Simply Statistics A statistics blog by Rafa Irizarry, Roger Peng, and Jeff Leek

Visualizing Yahoo Email

Here is a cool page where yahoo shows you the email it is processing in real time. It includes a visualization of the most popular words in emails at a given time. A pretty neat tool and definitely good for procrastination, but I’m not sure what else it is good for…

Web-scraping

The internet is the greatest source of publicly available data. One of the key skills to being able to obtain data from the web is “web-scraping”, where you use a piece of software to run through a website and collect information. 

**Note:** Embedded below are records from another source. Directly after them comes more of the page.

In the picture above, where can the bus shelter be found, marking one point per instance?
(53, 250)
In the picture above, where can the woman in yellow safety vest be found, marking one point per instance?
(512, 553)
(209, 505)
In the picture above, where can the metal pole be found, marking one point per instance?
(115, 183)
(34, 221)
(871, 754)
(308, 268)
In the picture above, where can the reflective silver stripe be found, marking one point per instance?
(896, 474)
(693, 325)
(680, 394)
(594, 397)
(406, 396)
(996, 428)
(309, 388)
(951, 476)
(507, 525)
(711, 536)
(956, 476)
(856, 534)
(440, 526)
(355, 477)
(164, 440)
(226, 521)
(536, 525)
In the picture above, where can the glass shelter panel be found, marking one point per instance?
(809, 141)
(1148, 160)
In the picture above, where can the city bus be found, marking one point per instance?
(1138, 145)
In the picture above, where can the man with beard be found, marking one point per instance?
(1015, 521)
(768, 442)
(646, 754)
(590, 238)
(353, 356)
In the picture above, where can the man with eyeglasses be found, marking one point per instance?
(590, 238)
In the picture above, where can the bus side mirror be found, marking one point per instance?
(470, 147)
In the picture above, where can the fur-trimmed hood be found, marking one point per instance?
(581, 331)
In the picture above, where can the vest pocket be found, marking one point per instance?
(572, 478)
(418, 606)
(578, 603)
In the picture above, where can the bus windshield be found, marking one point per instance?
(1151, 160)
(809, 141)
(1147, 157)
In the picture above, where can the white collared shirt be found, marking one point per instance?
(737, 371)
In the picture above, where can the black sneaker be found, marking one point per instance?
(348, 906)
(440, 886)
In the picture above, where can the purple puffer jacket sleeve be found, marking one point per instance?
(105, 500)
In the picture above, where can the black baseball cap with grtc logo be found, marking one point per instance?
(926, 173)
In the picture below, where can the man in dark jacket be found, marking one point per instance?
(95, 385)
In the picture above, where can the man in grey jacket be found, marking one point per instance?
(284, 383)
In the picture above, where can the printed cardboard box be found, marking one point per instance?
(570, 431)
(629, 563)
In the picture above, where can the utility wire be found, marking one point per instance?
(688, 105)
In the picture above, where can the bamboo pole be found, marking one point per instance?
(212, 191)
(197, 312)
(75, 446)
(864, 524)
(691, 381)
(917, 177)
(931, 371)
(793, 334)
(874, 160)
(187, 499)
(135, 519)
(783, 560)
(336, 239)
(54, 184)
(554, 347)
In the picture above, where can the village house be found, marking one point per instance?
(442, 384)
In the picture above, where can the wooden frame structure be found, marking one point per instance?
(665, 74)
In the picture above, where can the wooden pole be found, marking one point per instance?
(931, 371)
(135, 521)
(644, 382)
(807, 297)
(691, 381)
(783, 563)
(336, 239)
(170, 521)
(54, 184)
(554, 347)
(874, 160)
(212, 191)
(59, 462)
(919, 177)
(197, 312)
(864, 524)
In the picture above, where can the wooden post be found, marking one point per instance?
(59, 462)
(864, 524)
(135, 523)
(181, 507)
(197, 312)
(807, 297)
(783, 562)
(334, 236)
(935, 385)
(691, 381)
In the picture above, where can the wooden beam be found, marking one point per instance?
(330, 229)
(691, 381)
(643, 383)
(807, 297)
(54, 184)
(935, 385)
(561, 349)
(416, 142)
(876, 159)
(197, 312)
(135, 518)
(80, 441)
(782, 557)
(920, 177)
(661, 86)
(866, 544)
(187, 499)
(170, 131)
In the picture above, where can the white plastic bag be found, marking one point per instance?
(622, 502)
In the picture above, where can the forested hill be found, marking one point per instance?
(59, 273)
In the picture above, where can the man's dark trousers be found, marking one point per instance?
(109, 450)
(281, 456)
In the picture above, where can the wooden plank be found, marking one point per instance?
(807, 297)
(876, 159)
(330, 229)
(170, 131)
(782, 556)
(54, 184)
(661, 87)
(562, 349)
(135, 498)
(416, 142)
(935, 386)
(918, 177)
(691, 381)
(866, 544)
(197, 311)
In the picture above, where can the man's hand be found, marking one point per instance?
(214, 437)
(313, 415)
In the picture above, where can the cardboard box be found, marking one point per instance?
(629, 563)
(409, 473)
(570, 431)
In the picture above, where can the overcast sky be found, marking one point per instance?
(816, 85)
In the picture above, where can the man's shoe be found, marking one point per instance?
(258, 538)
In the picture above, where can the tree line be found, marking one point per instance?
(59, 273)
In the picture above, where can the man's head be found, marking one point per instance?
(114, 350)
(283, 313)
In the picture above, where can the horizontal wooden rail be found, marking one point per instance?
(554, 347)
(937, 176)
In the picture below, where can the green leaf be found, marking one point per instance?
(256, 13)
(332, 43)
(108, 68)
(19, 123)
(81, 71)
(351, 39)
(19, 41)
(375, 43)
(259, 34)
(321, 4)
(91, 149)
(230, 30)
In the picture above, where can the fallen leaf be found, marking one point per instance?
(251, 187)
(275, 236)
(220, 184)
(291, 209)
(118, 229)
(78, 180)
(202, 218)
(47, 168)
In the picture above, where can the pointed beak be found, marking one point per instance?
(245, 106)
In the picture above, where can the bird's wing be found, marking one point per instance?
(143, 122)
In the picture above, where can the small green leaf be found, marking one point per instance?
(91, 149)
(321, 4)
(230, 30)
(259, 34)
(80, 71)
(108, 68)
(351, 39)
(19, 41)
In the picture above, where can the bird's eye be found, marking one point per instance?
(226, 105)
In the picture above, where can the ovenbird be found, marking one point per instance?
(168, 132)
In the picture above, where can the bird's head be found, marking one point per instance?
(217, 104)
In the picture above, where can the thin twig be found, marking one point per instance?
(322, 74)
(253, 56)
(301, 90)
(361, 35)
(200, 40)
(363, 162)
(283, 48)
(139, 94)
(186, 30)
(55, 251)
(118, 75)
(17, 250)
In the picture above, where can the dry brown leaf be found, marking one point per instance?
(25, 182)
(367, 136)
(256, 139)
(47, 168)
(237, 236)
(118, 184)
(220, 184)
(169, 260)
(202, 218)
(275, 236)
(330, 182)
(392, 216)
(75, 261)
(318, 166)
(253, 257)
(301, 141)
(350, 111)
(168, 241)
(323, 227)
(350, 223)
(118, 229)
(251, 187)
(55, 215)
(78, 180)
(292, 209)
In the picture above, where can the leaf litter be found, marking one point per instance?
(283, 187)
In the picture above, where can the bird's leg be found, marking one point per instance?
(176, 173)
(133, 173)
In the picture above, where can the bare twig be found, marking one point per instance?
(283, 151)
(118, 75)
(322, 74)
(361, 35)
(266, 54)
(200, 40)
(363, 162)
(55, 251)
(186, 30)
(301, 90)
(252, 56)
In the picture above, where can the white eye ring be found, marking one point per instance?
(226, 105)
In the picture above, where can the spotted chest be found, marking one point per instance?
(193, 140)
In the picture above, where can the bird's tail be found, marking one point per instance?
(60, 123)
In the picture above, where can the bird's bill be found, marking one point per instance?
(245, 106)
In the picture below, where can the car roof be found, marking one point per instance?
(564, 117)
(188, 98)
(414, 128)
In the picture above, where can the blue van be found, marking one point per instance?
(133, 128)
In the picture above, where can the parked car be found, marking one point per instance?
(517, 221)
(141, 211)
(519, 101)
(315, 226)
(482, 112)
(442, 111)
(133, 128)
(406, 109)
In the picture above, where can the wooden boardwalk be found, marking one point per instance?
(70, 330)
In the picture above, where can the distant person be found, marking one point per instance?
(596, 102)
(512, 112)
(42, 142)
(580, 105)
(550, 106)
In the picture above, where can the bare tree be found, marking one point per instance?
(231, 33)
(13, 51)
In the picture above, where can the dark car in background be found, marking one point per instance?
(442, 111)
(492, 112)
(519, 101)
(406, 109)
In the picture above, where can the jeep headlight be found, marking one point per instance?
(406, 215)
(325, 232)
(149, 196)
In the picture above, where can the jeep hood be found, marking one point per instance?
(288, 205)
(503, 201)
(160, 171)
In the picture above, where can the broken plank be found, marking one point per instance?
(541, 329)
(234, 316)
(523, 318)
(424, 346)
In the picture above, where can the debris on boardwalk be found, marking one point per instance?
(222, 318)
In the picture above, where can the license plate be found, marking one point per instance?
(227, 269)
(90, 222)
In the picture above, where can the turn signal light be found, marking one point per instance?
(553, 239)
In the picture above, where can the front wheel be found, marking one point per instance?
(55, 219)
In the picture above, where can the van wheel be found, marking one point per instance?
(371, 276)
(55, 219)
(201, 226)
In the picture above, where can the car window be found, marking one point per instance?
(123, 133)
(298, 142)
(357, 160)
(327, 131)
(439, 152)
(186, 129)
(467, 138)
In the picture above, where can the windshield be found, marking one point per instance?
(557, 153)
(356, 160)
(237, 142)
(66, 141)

This technique can be used for collecting data from databases or to collect data that is scattered across a website. Here is a very cool little exercise in web-scraping that can be used as an example of the things that are possible. 

Related Posts: Jeff on APIs, Data Sources, Regex, and The Open Data Movement.

Archetypal Athletes

Here is a cool paper on the ArXiv about archetypal athletes. The basic idea is to look at a large number of variables for each player and identify multivariate outliers or extremes. These outliers are the archetypes talked about in the title. 

According to his analysis the author claims the best players (for different reasons, i.e. different archetypes) in the NBA in 2009/2010 were:  Taj Gibson, Anthony Morrow, and Kevin Durant. The best soccer players were Wayne Rooney, Leonel Messi, and Christiano Ronaldo.

Thanks to Andrew Jaffe for pointing out the article. 

Related Posts: Jeff on “Innovation and Overconfidence”, Rafa on “Once in a lifetime collapse

Graduate student data analysis inspired by a high-school teacher

I love watching TED talks. One of my absolute favorites is the talk by Dan Meyer on how math class needs a makeover. Dan also has one of the more fascinating blogs I have read. He talks about math education, primarily K-12 education.  His posts on curriculum design, assessment , work ethic, and homework are really, really good. In fact, just go read all his author choices. You won’t regret it. 

The best quote from the talk is:

Ask yourselves, what problem have you solved, ever, that was worth solving, where you knew knew all of the given information in advance? Where you didn’t have a surplus of information and have to filter it out, or you didn’t have insufficient information and have to go find some?

Many of the data analyses I have done in classes/assigned in class have focused on a problem with exactly the right information with relatively little extraneous data or missing information. But I have been slowly evolving these problems; as an example here is a data analysis project that we developed last year for the qualifying exam at JHU. This project is what I consider a first step toward a “less helpful” project model. 

The project was inspired by this blog post at marginal revolution which Rafa suggested. As with the homework problem Dan dissects in his talk, there are layers to this problem:

  1. Understanding the question
  2. Downloading and filtering the data
  3. Exploratory analysis
  4. Fitting models/interpreting results
  5. Synthesis and writing the results up
  6. Reproducibility of the R code

For this analysis, I was pretty specific with 1. Understanding the question:

(1) The association between enrollment and the percent of students scoring “Advanced” on the MSA in Reading and Math in the 5th grade.

(2) The change in the number of students scoring “Advanced” in Reading and Math from one year to the next (at minimum consider the change from 2009-2010) versus enrollment.

(3) Potential reasons for results like those in Table 1.  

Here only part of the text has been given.